Celibates must be very discriminating about the community they construct around themselves or into which they incorporate themselves, not because they are superior or exclusionary, but because they have a need to support themselves while they develop an ever greater capacity for community relatedness where all become one in Christ. The way a celibate relates to community, its discovery, formation, and refinement, contributes to the process of transformation and the consolidation of celibate identity. The success of community for celibates is measured by the degree that it contributes to their expanding love for the living and life.

Celibate service should not be confused with work or ministry. It may include both, but it is not limited by either. Christian celibate service is the actual sacrifice of one’s reproductive capacity and sexual bonding in order to further the well-being of the whole group. Celibacy is altruism—sacrifice of self for the other—or it is empty and fraudulent. Work, prayer, and community are united under the impulse and force of altruism—the reason for celibate striving. Altruism is the linchpin that transforms work, prayer, and community into a coherent whole and makes sense out of contradictory and conflicting internal forces and external demands.

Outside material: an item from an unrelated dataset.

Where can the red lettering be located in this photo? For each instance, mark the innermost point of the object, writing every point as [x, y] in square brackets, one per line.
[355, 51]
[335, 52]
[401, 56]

Altruism expressed in the most heroic form—“greater love no man has than to lay down his life for his friends”—does not present itself all at once. What celibate service does confront is the series of ambivalences and contrary claims on one’s time, resources, and loves reflected in the choices one must make on a daily basis. Human ambivalences are resolved only little by little, and with great and sustained effort.

When ministry is coupled with celibacy, the expectation of altruism—“service without thought of personal reward”—is intensified in the minds of the public. That—service without reward—is the primary expectation laypeople have of their clergy. In the end, this is the standard by which celibates are measured and must measure themselves. How do I love? Whom do I love? TO what degree do I love or fail to love?

Celibacy has too frequently been misconstrued as a static symbol of eternal life, as if the eschatological witness to the values beyond biological imperatives and temporal accomplishment could be disembodied or mummified. In reality, celibacy is an ever-adapting interaction of work, prayer, relationships, and altruistic service. Where Christian celibacy really exist, I have found it to be a vibrant struggle for meaning and love that unites a person’s energies and motives in a transformative process—day by day making the mind and heart of Jesus present.